A preliminary question must be asked: When making financial investments or entering into financial transactions, why should adherence to the normative principles of Shariah require any special or heightened scrutiny in relation to civil or criminal liability exposure? The most immediate answer is that, according to the proponents and practitioners of SCF, Shariah is not simply an approach to interest-free, ethical investing — although it has been described in promotional literature as such. Instead, SCF is invariably described by SCF proponents, practitioners, and scholars, as the contemporary Islamic legal, normative, and communal response to the demands of modern day finance and commerce.

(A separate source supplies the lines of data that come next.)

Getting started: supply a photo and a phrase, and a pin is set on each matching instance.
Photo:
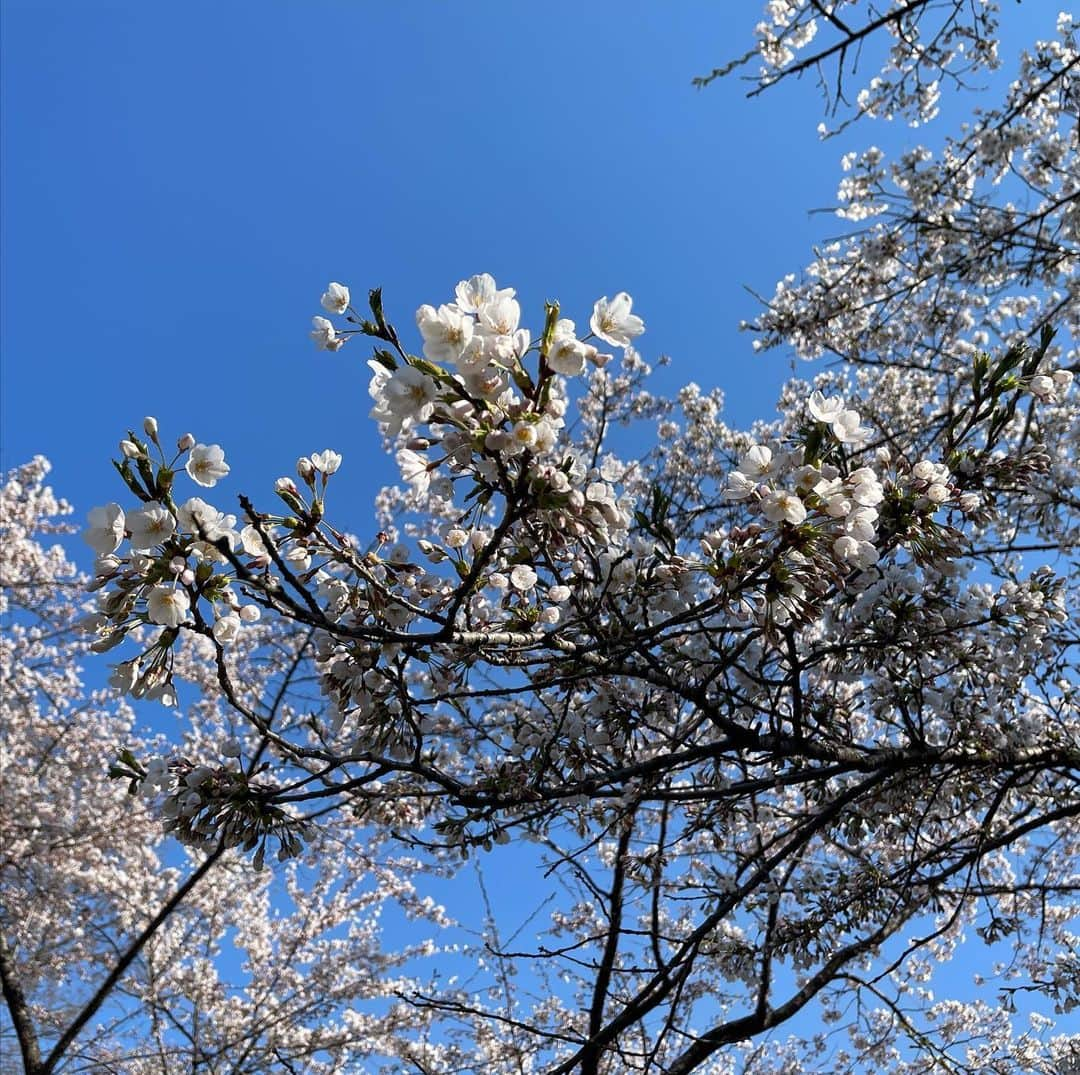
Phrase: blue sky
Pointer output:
(180, 182)
(178, 189)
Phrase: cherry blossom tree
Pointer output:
(787, 714)
(120, 956)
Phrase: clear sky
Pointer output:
(181, 182)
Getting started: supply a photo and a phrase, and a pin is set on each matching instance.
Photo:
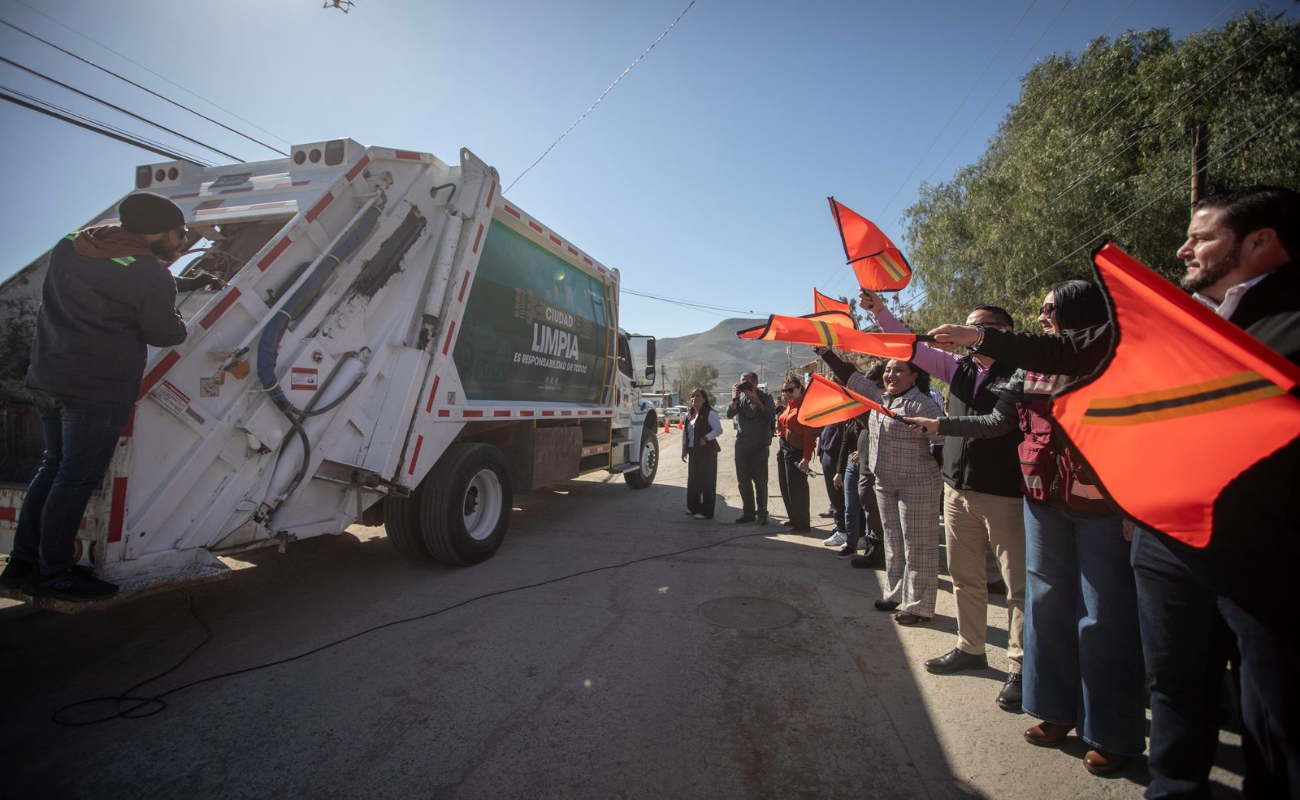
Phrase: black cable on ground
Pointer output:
(159, 705)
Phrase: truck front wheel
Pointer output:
(464, 504)
(642, 476)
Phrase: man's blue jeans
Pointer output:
(1082, 651)
(79, 442)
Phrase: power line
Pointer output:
(142, 87)
(607, 90)
(148, 70)
(1160, 194)
(102, 130)
(118, 108)
(133, 135)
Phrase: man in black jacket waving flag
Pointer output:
(1194, 429)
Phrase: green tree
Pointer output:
(1099, 145)
(692, 375)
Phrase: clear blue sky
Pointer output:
(703, 174)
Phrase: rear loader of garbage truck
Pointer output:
(395, 342)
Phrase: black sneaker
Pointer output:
(17, 573)
(1009, 699)
(72, 584)
(956, 661)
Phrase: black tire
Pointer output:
(464, 504)
(402, 522)
(648, 465)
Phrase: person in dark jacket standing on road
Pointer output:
(982, 501)
(107, 297)
(757, 411)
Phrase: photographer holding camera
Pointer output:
(755, 410)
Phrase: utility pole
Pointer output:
(1200, 158)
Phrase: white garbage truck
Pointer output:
(397, 341)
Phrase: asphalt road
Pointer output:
(707, 666)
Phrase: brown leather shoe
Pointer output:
(1100, 762)
(1048, 734)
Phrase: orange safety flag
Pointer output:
(875, 260)
(817, 331)
(826, 402)
(1184, 405)
(822, 303)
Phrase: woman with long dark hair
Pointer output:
(1083, 666)
(908, 484)
(792, 458)
(700, 444)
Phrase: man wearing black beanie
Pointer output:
(107, 297)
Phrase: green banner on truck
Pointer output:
(534, 327)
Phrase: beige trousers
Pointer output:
(971, 522)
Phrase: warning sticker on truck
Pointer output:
(170, 398)
(303, 377)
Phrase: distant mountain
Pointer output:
(720, 347)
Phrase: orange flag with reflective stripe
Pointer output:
(822, 303)
(875, 260)
(1184, 405)
(817, 331)
(827, 402)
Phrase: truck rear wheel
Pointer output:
(464, 504)
(642, 476)
(402, 523)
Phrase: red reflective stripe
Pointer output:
(415, 455)
(320, 206)
(157, 372)
(117, 511)
(433, 393)
(359, 167)
(225, 302)
(274, 254)
(450, 332)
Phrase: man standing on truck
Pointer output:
(755, 410)
(107, 297)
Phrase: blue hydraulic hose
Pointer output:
(268, 347)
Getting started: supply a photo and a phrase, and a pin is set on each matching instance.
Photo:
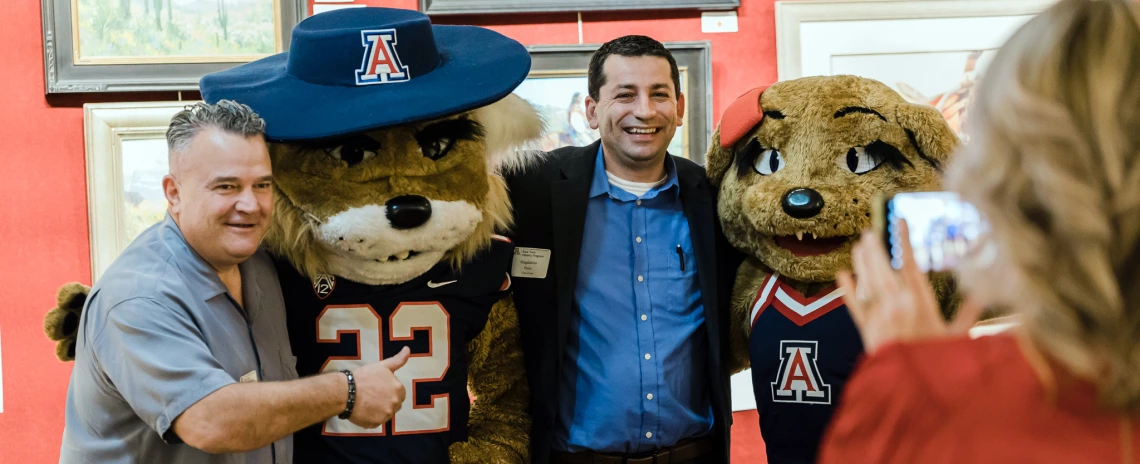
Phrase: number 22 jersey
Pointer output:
(336, 324)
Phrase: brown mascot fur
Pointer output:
(846, 138)
(314, 184)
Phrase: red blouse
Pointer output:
(960, 400)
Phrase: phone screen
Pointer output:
(943, 228)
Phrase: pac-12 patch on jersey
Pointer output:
(381, 63)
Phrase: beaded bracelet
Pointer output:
(348, 409)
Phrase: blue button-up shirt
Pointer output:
(633, 379)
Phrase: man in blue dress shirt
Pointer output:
(621, 277)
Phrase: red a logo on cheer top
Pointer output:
(381, 63)
(798, 379)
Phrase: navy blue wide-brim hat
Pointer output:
(363, 68)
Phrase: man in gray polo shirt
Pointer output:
(182, 353)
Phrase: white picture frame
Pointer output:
(112, 130)
(812, 33)
(798, 55)
(930, 51)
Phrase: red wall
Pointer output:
(43, 237)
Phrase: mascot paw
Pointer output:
(62, 322)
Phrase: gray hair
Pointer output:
(228, 115)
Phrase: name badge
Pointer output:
(252, 376)
(530, 262)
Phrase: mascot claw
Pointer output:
(62, 322)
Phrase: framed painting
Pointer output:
(106, 46)
(472, 7)
(930, 51)
(556, 86)
(125, 161)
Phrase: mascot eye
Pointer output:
(858, 161)
(768, 162)
(438, 148)
(437, 139)
(351, 153)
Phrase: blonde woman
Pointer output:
(1053, 164)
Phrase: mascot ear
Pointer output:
(929, 133)
(738, 121)
(510, 125)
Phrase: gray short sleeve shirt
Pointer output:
(159, 333)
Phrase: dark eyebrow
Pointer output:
(236, 180)
(851, 110)
(653, 87)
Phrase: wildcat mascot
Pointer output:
(389, 137)
(798, 167)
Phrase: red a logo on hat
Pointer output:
(381, 63)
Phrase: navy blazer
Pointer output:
(550, 212)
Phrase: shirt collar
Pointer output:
(601, 185)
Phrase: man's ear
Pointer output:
(170, 188)
(928, 132)
(592, 112)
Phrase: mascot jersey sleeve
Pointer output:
(336, 324)
(801, 351)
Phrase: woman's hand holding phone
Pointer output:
(896, 306)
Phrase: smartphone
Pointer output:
(943, 228)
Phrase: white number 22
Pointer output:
(365, 323)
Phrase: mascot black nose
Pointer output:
(408, 211)
(803, 203)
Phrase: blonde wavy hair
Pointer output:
(1053, 164)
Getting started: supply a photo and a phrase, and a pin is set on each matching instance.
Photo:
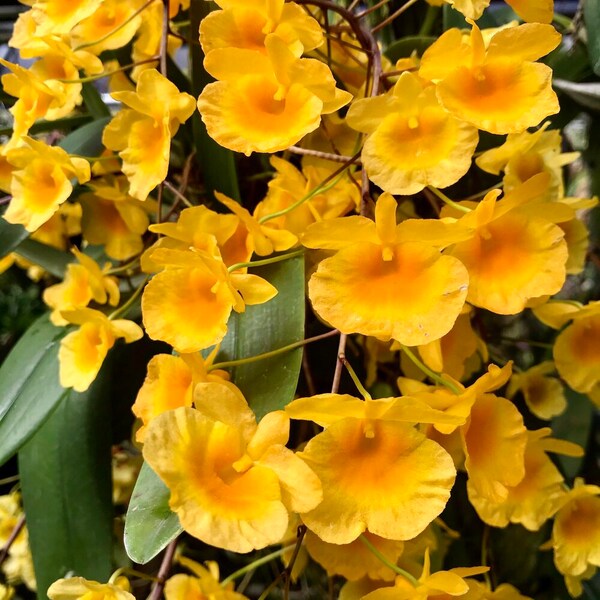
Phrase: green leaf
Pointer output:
(67, 489)
(569, 61)
(29, 387)
(53, 260)
(87, 140)
(269, 384)
(591, 17)
(574, 425)
(405, 46)
(217, 163)
(93, 101)
(10, 236)
(150, 525)
(585, 94)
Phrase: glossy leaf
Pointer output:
(574, 425)
(51, 259)
(87, 140)
(404, 47)
(10, 236)
(29, 387)
(93, 101)
(585, 94)
(67, 489)
(591, 17)
(269, 384)
(150, 525)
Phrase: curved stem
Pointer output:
(386, 562)
(266, 261)
(13, 536)
(319, 154)
(329, 182)
(359, 386)
(447, 200)
(123, 309)
(243, 361)
(116, 29)
(431, 374)
(163, 571)
(255, 564)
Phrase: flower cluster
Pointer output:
(411, 261)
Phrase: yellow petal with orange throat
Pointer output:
(180, 307)
(494, 441)
(82, 353)
(392, 482)
(577, 354)
(232, 508)
(511, 260)
(248, 116)
(414, 298)
(168, 385)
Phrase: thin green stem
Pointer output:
(528, 342)
(359, 386)
(126, 571)
(393, 16)
(11, 479)
(109, 73)
(271, 587)
(266, 261)
(447, 200)
(431, 374)
(256, 563)
(244, 361)
(123, 268)
(123, 309)
(485, 542)
(429, 20)
(116, 29)
(386, 562)
(290, 567)
(177, 193)
(325, 185)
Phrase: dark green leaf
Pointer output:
(269, 384)
(87, 140)
(405, 46)
(591, 17)
(569, 61)
(10, 236)
(585, 94)
(53, 260)
(217, 163)
(150, 525)
(93, 101)
(574, 425)
(67, 489)
(29, 387)
(495, 16)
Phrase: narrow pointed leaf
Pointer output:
(10, 236)
(150, 525)
(67, 490)
(87, 140)
(29, 387)
(591, 17)
(269, 384)
(51, 259)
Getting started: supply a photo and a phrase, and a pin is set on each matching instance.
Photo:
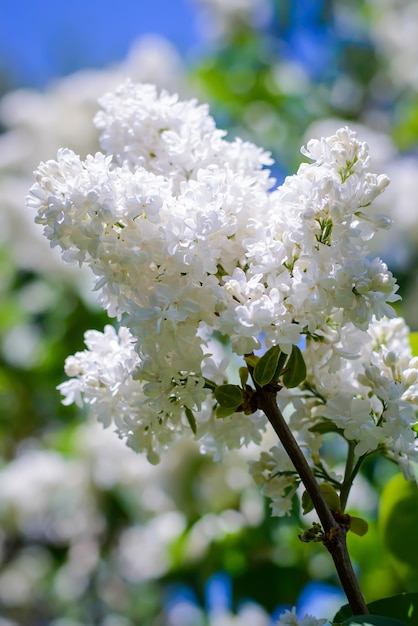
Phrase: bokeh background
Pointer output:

As understood on its own terms or by the many constituencies who interpret it, Shariah is not predicated upon a personal or subjective understanding of what it means to be a Muslim. Neither is it simply an objective formal law or behavioral code regulating finance and commercial transactions. Shariah has been described as “holistic”, as “designating good order, much like nomos”, and definitively by Joseph Schacht, the founding father of modern scholarship treating Islamic jurisprudence as a distinct academic discipline, as “[t]he sacred law of Islam [which] is an all-embracing body of religious duties rather than a legal system proper; it comprises on an equal footing ordinances regarding cult and ritual, as well as political and (in the narrow sense) legal rules.”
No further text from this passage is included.